The Justice Department “tried very high-level state and cartel officials for drug conspiracies, and those prosecutions have absolutely failed in holding those individuals accountable for the violence they perpetrated in their countries of origin, and that is a horrendous omission,” Altholz, who authored a detailed report about the extraditions, told The Intercept. Individuals responsible for hundreds of murders were tried in the U.S. “for pounds and ounces,” she added. “That’s an enormous disservice to the victims and their families in Colombia. It’s a denial of the value of their lives.”
After a seven-year legal battle, Altholz managed to get the family of Julio Henríquez Santamaría, another Colombian community activist slain by the paramilitaries, to testify in the narcotrafficking case against the extradited leader responsible for his torture and death, Hernán Giraldo Serna. Altholz’s clients were the first foreign victims of a drug conspiracy to be recognized by a U.S. court.
Meanwhile, extradition to the U.S. became a sought-after solution for Colombians facing serious criminal charges back home — a reversal of what had long been steadfast opposition to being transferred to the U.S. to face justice. “In the 1990s, one of the main crusades of drug traffickers such as Pablo Escobar and people from the Cali Cartel was against extradition. People had this mental framework that extradition was the worst thing that could happen to you,” said Marín López, the human rights researcher. “But drug traffickers today find that extradition is the most lenient penalty they can get: Because they can make some kind of deal with the [U.S.] Justice Department, they can maintain their assets in their country, and they can have some special protection in the United States. Right now, it’s a very good deal to be extradited.”
Neither the demobilization nor the extradition of top paramilitary leaders succeeded in putting an end to Colombia’s paramilitary violence. Several units regrouped under what is known as “successor groups,” which Colombian authorities have described as bandas criminales, or criminal bands, without any reference to their connection to the interests of local political and economic elites. The U.S., whose ongoing security assistance to Colombia requires that its beneficiaries do not collude with such groups, went along with the rebranding, which essentially obscured the true nature of these groups.

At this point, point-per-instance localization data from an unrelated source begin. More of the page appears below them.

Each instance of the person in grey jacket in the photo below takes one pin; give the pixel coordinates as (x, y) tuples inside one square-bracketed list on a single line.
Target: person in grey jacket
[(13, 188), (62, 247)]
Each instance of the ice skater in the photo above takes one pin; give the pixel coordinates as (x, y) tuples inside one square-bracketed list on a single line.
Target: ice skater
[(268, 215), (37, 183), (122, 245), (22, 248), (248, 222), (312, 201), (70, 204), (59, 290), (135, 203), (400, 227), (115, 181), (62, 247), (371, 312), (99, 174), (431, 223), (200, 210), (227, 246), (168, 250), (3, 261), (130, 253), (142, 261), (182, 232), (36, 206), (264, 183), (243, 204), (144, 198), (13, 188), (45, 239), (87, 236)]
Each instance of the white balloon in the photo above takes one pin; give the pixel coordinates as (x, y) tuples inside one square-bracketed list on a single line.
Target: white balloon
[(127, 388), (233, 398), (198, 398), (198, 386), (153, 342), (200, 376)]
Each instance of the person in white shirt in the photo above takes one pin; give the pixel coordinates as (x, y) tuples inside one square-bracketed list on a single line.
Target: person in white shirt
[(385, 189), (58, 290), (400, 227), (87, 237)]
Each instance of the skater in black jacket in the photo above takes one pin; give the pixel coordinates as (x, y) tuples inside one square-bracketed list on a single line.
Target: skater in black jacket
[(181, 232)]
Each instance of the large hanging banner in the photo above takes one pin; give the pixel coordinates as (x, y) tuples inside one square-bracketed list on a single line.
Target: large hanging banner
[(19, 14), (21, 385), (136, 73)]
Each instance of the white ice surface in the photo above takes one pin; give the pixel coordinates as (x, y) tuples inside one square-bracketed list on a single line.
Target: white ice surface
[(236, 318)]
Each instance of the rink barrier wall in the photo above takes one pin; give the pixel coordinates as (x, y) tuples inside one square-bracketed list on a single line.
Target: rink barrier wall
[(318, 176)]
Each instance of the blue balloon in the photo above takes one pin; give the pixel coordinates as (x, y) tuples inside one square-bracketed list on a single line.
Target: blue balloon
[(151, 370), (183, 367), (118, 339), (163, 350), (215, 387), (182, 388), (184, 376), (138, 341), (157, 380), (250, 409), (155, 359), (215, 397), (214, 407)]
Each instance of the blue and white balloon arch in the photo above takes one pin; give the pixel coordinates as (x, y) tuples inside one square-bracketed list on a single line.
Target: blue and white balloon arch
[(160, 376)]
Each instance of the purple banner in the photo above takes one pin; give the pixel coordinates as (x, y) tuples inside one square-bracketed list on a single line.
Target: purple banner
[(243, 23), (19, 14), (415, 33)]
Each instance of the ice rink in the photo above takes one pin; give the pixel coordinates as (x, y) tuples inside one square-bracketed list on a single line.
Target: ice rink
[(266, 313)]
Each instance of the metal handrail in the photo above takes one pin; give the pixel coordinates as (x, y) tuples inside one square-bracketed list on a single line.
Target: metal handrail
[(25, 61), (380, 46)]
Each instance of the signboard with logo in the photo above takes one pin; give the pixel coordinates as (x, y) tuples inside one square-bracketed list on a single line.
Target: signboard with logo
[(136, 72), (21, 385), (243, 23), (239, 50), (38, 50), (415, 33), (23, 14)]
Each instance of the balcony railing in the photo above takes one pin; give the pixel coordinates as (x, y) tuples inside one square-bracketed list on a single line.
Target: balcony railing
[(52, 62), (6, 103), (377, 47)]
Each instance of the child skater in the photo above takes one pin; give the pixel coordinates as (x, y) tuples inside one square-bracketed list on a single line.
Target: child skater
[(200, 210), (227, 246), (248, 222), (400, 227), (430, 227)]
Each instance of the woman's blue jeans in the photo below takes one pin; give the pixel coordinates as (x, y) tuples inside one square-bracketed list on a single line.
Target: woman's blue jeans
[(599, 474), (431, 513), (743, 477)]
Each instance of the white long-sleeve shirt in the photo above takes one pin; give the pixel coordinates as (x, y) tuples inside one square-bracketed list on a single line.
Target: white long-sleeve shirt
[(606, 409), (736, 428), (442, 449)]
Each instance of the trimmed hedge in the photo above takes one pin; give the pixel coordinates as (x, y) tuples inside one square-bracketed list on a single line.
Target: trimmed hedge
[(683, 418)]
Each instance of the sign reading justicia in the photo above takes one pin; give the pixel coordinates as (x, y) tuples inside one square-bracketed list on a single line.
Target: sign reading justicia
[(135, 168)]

“They wanted to take out the political aspect of it, and basically say, ‘These are a bunch of criminals, there’s no connection to any policy, or any ideology.’ … Like, all of a sudden, they are these random criminals. Well, they’re not,” Sánchez-Garzoli, of WOLA, told The Intercept, noting that following the demobilization, the State Department has largely stopped referring to paramilitarism in Colombia. “To put it bluntly, the U.S. whitewashed the concept that there are paramilitaries.”
Far from recognizing their own role in contributing to the problem by training and funding Colombian state forces at a time when they operated closely with the paramilitaries, U.S. officials have largely regarded Plan Colombia as a successful initiative to be replicated elsewhere, noted Sánchez-Garzoli.
Like Macaco, several of the paramilitary commanders extradited to the U.S. have completed the reduced sentences they won through plea deals with the Justice Department. While some have returned to Colombia, others have built new lives in the U.S. As of last year, Colombian officials did not know the status of at least eight paramilitary leaders extradited to the U.S., according to local reports.
“What happened in Colombia is certainly the responsibility of Colombian leaders and society,” said Altholz. “But also of the United States. Anywhere you look, you’ll see the United States.”